The NMAA should actively participate in a practice-based improvement activities as well as facility quality assurance programs. They should be competent in overseeing compliance with all local, state, regional, and federal requirements for laboratory operations and accreditation, and provide education for technologists, students, and staff. They will be expected to participate in maintenance of certification (MOC) activities and be credentialed by the institution in which they practice.
The education of the nuclear medicine advanced associate is granted through nationally accredited academic programs offered at the master's degree level and that lead to certification through the NMTCB.
The first offering of the NMAA Exam was held in conjunction with the SNMMI (formerly SNM) Annual Meeting in San Antonio, Texas, June 4, 2011 at 12:00 noon at the Henry B. Gonzalez Convention Center.
Since that date, a total of 16 technologists are now certified Nuclear Medicine Advanced Associates.
The NMTCB is excited to announce that, beginning in 2012 administration of the NMAA Examination has been assigned to our testing company, IQT, Inc. This means that the NMAA Examination will be administered online at local testing centers. Candidates will not be required to go to one specific city and sit for a paper and pencil exam. Once an application has been approved, information will be sent to the candidate that includes a list of available testing centers and instructions for registration.

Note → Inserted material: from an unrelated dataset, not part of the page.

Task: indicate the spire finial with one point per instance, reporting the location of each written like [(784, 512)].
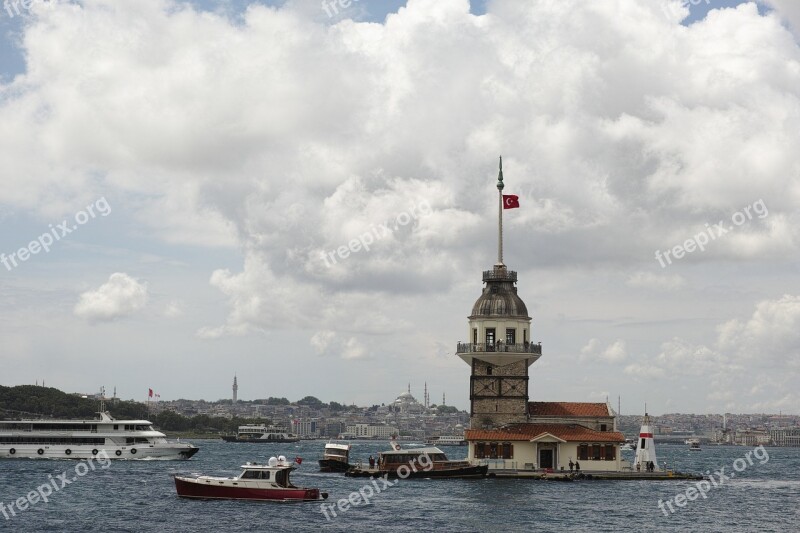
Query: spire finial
[(500, 176)]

The next NMAA Examination date will be January 21, 2017.
The NMTCB is also pleased to announce that the NMAA Examination is now available twice per year. Starting in 2013, the NMAA Examination has been offered in January and in July.

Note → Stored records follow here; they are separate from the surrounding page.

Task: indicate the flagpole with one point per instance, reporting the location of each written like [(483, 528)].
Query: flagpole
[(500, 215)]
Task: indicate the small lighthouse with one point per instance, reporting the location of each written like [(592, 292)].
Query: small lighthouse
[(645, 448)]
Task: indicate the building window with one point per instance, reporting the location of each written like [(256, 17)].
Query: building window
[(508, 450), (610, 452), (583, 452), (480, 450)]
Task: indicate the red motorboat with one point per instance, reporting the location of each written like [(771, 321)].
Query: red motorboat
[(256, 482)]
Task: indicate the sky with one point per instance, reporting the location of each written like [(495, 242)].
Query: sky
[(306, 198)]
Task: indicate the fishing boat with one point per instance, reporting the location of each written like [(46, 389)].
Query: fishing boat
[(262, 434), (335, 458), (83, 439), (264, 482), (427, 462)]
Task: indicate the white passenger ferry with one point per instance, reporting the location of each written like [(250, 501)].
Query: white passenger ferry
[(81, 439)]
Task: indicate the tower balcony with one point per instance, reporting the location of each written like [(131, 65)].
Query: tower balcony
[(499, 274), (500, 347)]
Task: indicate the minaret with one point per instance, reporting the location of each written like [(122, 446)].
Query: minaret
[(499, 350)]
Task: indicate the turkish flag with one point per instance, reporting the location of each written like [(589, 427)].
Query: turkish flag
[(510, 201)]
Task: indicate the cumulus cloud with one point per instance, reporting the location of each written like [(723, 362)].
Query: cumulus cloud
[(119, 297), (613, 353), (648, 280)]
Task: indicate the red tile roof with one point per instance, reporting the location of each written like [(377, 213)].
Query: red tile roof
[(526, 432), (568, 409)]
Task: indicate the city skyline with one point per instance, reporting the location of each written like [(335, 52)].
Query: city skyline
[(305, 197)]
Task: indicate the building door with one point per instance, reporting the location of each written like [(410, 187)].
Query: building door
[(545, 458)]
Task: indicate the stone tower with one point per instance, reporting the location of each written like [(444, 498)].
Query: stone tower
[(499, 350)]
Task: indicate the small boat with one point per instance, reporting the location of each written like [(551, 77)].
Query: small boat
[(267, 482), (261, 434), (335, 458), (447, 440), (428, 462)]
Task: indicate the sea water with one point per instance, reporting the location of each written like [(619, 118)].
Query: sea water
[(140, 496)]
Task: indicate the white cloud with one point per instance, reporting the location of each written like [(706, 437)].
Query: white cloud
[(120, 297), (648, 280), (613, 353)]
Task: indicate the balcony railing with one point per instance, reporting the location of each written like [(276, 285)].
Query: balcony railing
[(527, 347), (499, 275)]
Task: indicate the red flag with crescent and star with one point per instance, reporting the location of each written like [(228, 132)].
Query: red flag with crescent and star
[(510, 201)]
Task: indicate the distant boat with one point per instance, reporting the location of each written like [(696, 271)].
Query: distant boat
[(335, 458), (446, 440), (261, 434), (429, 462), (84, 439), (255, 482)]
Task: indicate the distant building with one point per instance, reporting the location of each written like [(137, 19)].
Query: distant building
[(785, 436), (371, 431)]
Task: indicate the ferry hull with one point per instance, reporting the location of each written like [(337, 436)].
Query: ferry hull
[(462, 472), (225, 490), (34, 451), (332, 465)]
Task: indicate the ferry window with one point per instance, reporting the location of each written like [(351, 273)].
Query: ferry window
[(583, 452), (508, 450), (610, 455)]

A candidate for examination must show documented evidence of the following:
- Active NMTCB, ARRT(N), or CAMRT(RTNM) certification -and-
- Successful completion of a recognized NMAA Education Program.

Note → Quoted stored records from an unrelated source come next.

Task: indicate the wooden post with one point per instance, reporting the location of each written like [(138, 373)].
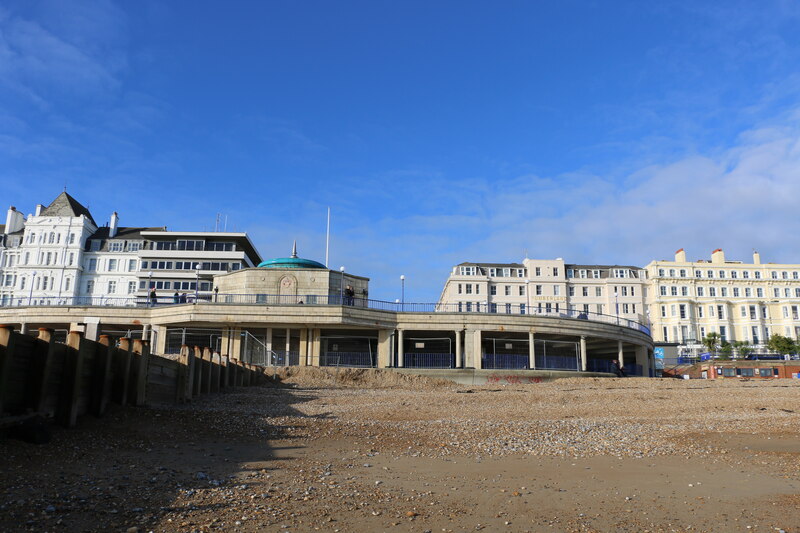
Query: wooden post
[(67, 412), (198, 372), (184, 375), (139, 382), (101, 376), (207, 370), (6, 354), (122, 371), (43, 362)]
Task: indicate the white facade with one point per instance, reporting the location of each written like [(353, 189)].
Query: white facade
[(547, 286), (59, 255)]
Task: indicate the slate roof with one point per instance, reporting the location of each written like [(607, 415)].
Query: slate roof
[(66, 206)]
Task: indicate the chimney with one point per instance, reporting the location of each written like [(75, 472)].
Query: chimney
[(15, 220), (112, 229)]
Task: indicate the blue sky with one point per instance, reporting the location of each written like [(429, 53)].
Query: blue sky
[(437, 132)]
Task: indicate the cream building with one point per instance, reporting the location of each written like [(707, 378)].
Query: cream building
[(547, 287), (739, 301)]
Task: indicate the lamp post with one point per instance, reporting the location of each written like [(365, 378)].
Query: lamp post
[(527, 297), (196, 281), (30, 293), (341, 285), (402, 292)]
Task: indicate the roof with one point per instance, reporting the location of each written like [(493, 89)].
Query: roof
[(66, 206), (130, 234)]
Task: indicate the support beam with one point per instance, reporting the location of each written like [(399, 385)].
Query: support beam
[(584, 356), (531, 350)]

The only currently recognized NMAA Education Program is a consortium of several universities who have joined to develop and administer this program. For information, please check out the University of Arkansas For Medical Sciences website at http://healthprofessions.uams.edu/programs/imagingandradiationsciences/nuclearmedicineadvancedassoc/.
The NMAA Specialty Exam will consist of ~200 multiple choice items with a stem and 4 or 5 response choices.
The following is an abbreviated list of the content areas for the NMTCB's NMAA Specialty Exam.
- Patient Care
- Clinical Procedures
- Diagnostic and Therapeutic Pharmaceuticals
- Radiation Safety and Radiobiology in Clinical Practice
Click here to see the more detailed exam
- Certification must be renewed annually AND the NMAA Certificant must consistently maintain NMTCB (CNMT) certification and/or ARRT(N) and/or CAMRT nuclear medicine credentials either as "Active", "in compliance" or "in good standing".
- NMAA Certification is valid for up to 10 years after initial certification. After 10 years, recertification will be required. Certificants may recertify anytime between 8 and 10 years without penalty. Specific recertification requirements are in the process of being developed, which may include a recertification examination.
- Biennial Continuing Education Requirements:
- 24 standard continuing education hours as defined in the NMTCB CE Policy; PLUS
- 24 Category A+ and/or American Medical Association (AMA) approved CME continuing education hours.